This large collectable group had no trouble eclipsing its modest £500-600 estimate selling at £4900, while continuing demand from wealthy farmers for unusual Beswick farm animals saw an Eaton Wild Eyes 91st dairy shorthorn with a calf fetch £1350.
The biggest surprise for the auctioneers was the reaction to a French Empire glass vase, engraved to one side with Napoleon standing at a fireplace with a lady kneeling before him and to the other with mounted officers removing a dead soldier from a battlefield.
Although it was lacking its handles and had been broken at the base, its quality and subject matter attracted several buyers who pursued it to £3000.
Also finding a ready home was a mahogany-cased bracket clock by the London maker James Forsyth. Standing 17 3/4in (45cm) high, this elegant, bell-topped timepiece was contested to £4500.

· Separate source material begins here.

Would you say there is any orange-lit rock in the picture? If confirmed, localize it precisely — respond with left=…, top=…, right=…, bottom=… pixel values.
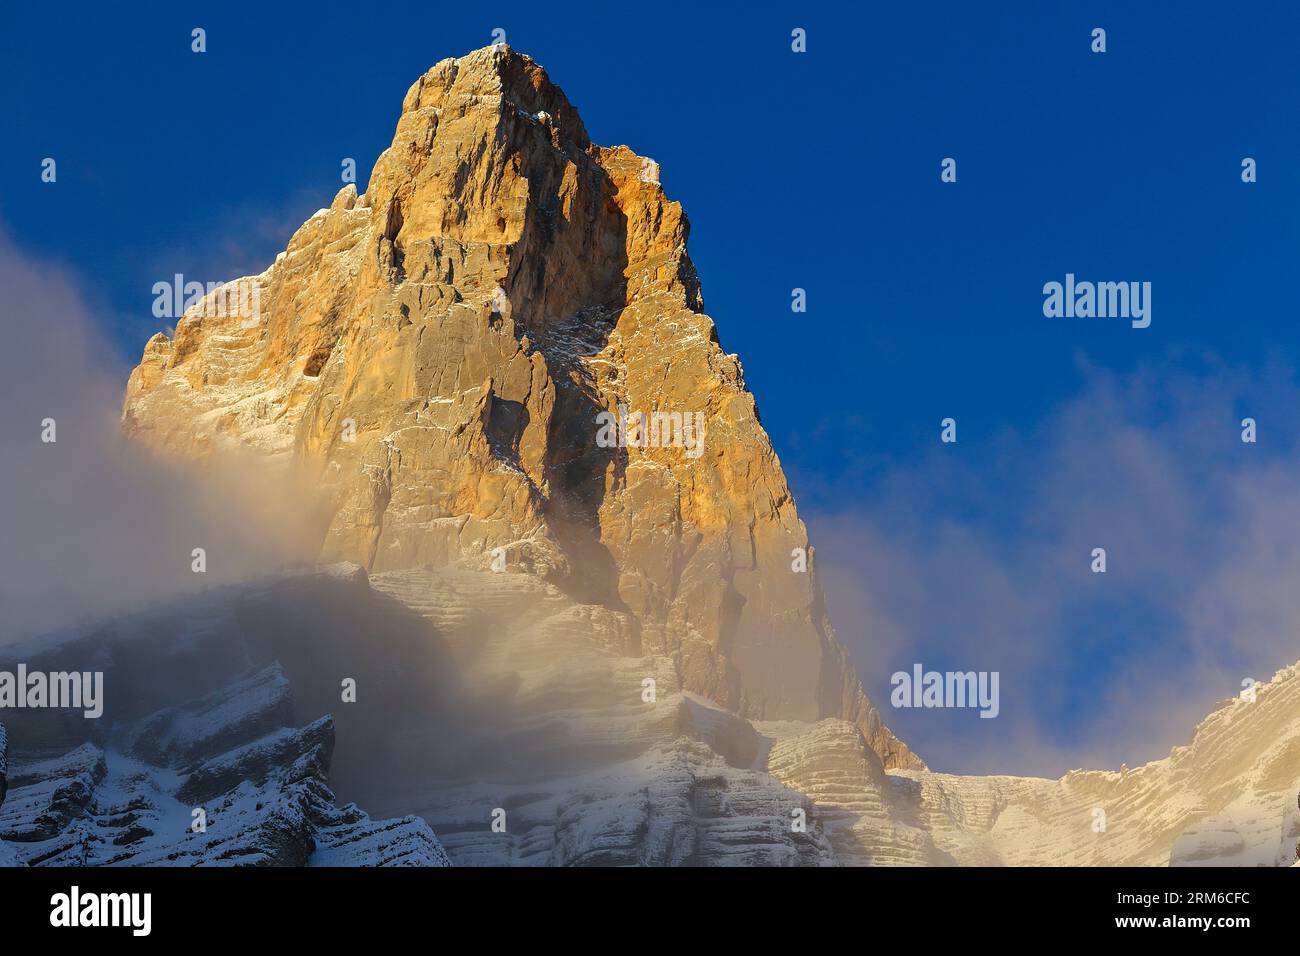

Elsewhere, the quality of a couple of the modern diamond jewellery entries would not have looked out of place in a Geneva sale, with an 18ct white gold single stone 9.38ct tinted yellow diamond ring exceeding pre-sale expectations at £23,500.
Danish Dutch children are Cheshire stars
Peter Wilson, Nantwich November 17-18 Buyer’s premium: 15 per cent ALTHOUGH bidding was selective at this Cheshire sale, with only around 65 per cent of the 780 lots finding buyers, there was healthy competition for collectable ceramics such as a Royal Copenhagen set of ten colourful figures of children dressed in traditional Dutch costume by Carl Martin Hansen (1877-1941).